それをおもしろそうに眺め、あさみが意味ありげな笑みを浮かべた。
「綾オーレよ」
「綾オーレ?」
「そう。遊佐君からの差し入れ。綾の作るカフェオレのテイストをとことん追求した自信作だそうよ。あなたのは通常より三倍砂糖多めの桔平カスタムですって」
「マジか……」ゴクリと唾を飲み込み、畏怖の表情になる。「お袋が作った、やっすいインスタントコーヒーと同じ味だ」
「怒るわよ、綾」
「むうう……」
ふっと小さく笑い、ふいにあさみが真顔になる。
「すごいわね、彼。

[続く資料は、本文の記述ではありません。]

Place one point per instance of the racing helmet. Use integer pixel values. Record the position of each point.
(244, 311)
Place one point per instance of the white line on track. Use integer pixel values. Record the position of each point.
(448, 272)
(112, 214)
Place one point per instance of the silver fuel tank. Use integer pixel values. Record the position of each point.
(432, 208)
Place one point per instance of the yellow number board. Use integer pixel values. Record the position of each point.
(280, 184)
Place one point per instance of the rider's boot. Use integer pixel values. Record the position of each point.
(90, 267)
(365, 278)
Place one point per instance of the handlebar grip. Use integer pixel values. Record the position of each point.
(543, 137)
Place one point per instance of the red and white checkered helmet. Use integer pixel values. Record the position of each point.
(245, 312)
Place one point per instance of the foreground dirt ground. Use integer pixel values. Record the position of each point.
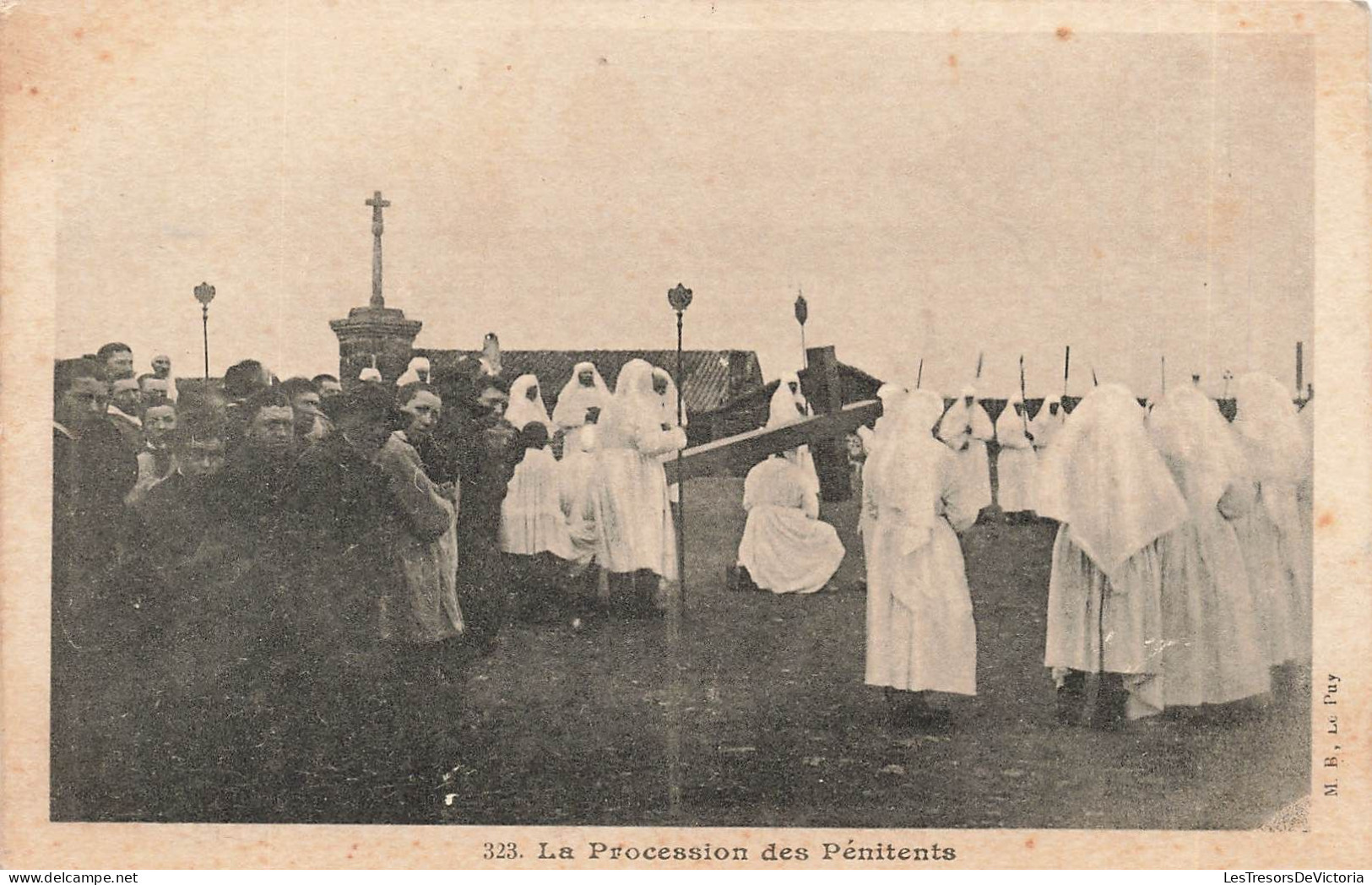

そのトップレベルを相手に、一歩もひけをとってない。本格的に飛び始めてから、まだ一年足らずなんでしょ」
「ああ」一口飲んでは、コップの中身を真顔で確認する。何度もちびちびと味を確認しながら、桔平が腑に落ちない様子で首を傾げた。「非凡かそうでないかと言うなら……」
「間違いなく、天才ね」
「……。こういうのは、努力や経験だけじゃなんともならない、センスってのがある。世が世なら、エースパイロットになれたかもな」
「平常心でさえいられればね」
ガラス張りの通路から臨む海岸線に視線を差し向け、声のトーンを落としてそれを口にした。
じろりと桔平があさみを見やる。その意味ありげに笑った横顔を見つめ、ぐびりとコーヒーを飲み干した。